- Allegiance: Bangladesh
- Branch: Bangladesh Army
- Service years: 1976–2014
- Rank: Brigadier General
- Unit: Army Service Corps
- Commands: Director General of National Security Intelligence; Station Commander, Jessore; Commandant of Army Service Corps Centre and School;

= M. Manzur Ahmed =

Bangladeshi general

M Manzur Ahmed is a retired brigadier general of the Bangladesh Army and former director-general of National Security Intelligence, the main civilian intelligence agency of Bangladesh.

== Career ==
Ahmed joined the Bangladesh Army as part of the 2nd short commission.

Ahmed was sent to forced retirement during the Bangladesh Nationalist Party government term from 2001 to 2006. He was reinstated in the army and promoted after the Awami League came to power in 2009.
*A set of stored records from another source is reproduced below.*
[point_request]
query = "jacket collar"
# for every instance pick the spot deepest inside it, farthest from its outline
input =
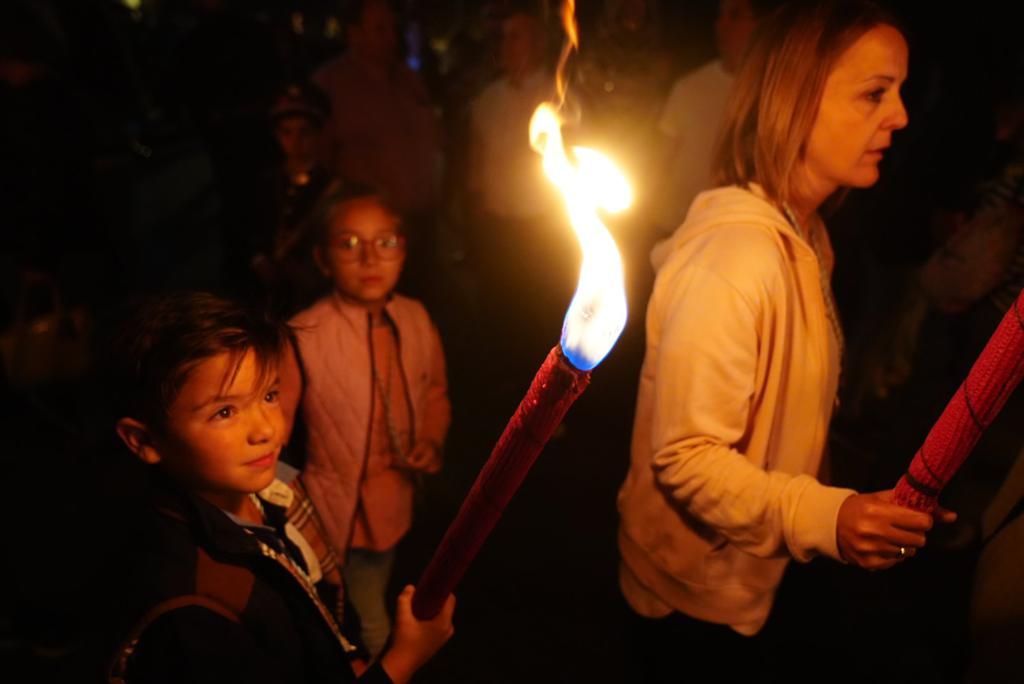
(211, 525)
(357, 315)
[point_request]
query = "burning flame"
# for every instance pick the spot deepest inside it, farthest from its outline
(588, 182)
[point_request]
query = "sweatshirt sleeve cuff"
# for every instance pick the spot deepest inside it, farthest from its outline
(814, 526)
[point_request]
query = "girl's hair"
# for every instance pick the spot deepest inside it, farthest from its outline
(337, 194)
(775, 97)
(164, 338)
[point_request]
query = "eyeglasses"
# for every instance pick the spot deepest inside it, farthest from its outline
(387, 248)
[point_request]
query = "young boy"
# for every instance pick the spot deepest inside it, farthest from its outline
(224, 595)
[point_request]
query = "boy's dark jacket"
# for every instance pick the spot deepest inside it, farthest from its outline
(260, 626)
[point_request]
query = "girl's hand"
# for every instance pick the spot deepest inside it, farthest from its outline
(416, 641)
(425, 457)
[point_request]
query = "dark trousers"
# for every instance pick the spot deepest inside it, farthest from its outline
(679, 648)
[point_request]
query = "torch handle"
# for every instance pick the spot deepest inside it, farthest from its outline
(554, 389)
(992, 378)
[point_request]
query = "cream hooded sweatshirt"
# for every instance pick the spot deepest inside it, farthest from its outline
(736, 391)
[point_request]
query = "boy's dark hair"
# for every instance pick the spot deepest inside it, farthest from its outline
(338, 194)
(165, 337)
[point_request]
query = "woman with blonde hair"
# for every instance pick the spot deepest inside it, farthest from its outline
(744, 349)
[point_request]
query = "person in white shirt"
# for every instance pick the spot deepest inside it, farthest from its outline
(693, 111)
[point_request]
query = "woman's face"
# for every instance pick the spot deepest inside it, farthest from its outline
(860, 109)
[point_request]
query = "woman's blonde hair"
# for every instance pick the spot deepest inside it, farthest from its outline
(777, 91)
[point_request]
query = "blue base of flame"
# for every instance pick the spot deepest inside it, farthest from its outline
(587, 358)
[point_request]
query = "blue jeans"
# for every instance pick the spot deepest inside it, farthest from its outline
(367, 573)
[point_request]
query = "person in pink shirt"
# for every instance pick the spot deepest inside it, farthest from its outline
(375, 402)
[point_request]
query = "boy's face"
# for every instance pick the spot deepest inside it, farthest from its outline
(365, 252)
(299, 139)
(222, 435)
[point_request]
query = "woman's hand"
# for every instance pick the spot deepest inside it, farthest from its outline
(416, 641)
(876, 532)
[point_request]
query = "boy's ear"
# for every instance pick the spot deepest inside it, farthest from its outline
(138, 439)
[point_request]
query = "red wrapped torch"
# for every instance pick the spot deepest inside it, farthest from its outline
(977, 402)
(595, 318)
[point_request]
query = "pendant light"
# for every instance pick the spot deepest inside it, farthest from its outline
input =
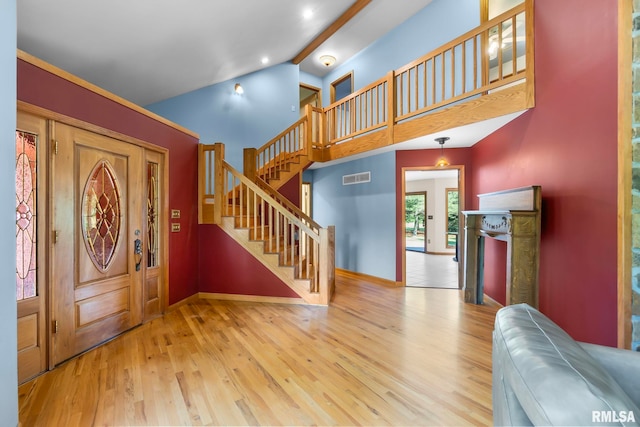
(442, 161)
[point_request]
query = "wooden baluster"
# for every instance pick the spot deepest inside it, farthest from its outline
(500, 65)
(464, 67)
(453, 72)
(514, 50)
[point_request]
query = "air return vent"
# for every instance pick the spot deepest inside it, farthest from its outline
(356, 178)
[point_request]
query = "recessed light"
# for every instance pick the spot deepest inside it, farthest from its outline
(307, 14)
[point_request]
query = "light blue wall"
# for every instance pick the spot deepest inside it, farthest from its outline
(438, 23)
(218, 114)
(8, 338)
(364, 214)
(310, 79)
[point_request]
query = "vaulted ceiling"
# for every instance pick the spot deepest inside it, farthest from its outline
(149, 50)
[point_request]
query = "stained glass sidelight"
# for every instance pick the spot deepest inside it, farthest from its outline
(25, 215)
(152, 214)
(101, 215)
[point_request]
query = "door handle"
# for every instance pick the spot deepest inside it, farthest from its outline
(137, 250)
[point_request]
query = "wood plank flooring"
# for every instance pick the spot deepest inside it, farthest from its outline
(376, 356)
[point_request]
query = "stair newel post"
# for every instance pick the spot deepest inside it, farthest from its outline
(326, 269)
(250, 171)
(308, 134)
(218, 182)
(391, 104)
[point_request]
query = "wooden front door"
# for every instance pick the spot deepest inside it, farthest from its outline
(98, 207)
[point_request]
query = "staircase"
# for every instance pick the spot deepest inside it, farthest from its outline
(277, 233)
(454, 85)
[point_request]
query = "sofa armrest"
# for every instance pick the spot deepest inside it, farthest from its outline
(622, 365)
(553, 378)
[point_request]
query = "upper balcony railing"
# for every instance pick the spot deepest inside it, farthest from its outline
(492, 56)
(496, 54)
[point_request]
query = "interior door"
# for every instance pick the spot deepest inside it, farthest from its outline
(97, 210)
(31, 143)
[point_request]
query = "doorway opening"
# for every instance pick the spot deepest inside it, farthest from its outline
(431, 213)
(415, 205)
(309, 95)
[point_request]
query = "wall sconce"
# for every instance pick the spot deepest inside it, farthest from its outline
(327, 60)
(442, 161)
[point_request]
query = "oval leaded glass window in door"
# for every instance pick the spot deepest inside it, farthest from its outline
(101, 215)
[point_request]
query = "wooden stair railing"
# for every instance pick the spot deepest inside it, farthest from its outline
(457, 71)
(293, 246)
(289, 152)
(381, 113)
(388, 111)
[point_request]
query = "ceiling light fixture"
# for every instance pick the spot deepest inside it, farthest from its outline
(442, 161)
(327, 60)
(307, 14)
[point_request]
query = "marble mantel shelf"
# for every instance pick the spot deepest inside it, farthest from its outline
(512, 216)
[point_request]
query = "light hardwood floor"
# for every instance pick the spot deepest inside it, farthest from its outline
(376, 356)
(431, 271)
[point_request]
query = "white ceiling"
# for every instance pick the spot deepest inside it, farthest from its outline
(149, 50)
(459, 137)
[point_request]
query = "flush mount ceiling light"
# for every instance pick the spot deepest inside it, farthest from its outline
(327, 60)
(442, 161)
(307, 14)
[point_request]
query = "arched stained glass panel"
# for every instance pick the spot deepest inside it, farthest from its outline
(152, 214)
(25, 215)
(101, 215)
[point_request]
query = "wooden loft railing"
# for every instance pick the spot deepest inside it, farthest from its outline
(492, 64)
(485, 73)
(288, 238)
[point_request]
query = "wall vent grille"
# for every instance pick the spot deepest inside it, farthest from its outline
(356, 178)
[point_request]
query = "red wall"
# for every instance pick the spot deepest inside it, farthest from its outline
(41, 88)
(226, 267)
(568, 145)
(425, 158)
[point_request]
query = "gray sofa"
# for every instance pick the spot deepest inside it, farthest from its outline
(541, 376)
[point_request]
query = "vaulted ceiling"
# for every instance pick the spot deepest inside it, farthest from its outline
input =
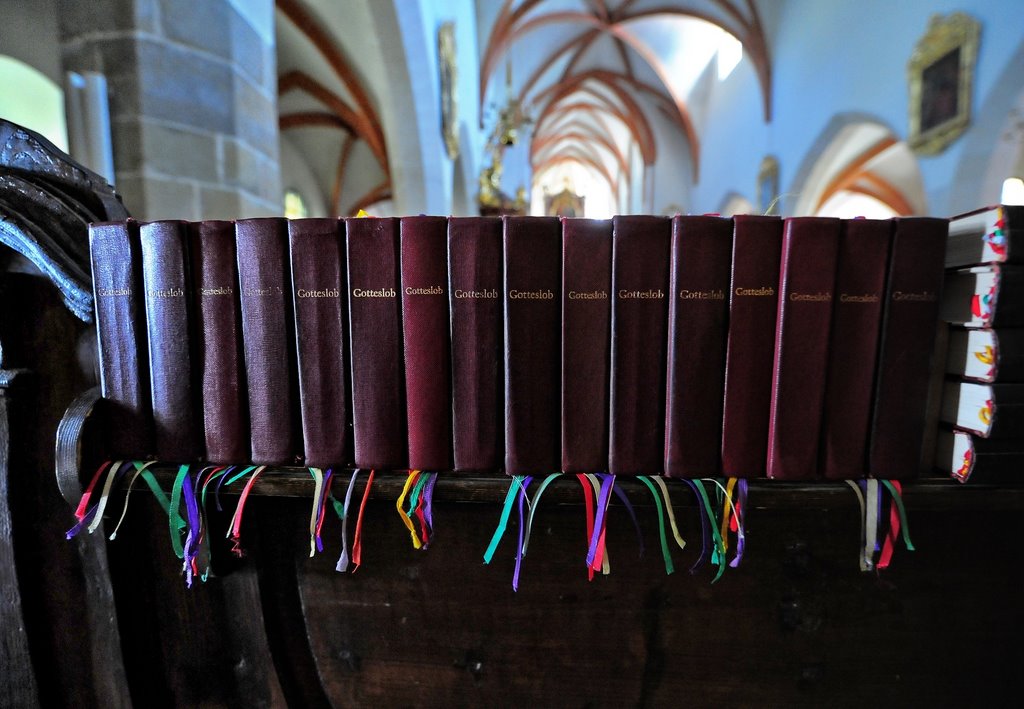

Despite being a retired officer, Ahmed was appointed director general of National Security Intelligence on 17 March 2009. He replaced Sheikh Md Monirul Islam, who had been appointed director general of the Bangladesh Institute of International and Strategic Studies. Ahmed was placed in charge of the agency as part of Prime Minister Sheikh Hasina's plan to reorganize the intelligence agencies of Bangladesh.

Ahmed was replaced by Major General Shamsul Haque as director general of National Security Intelligence in March 2014.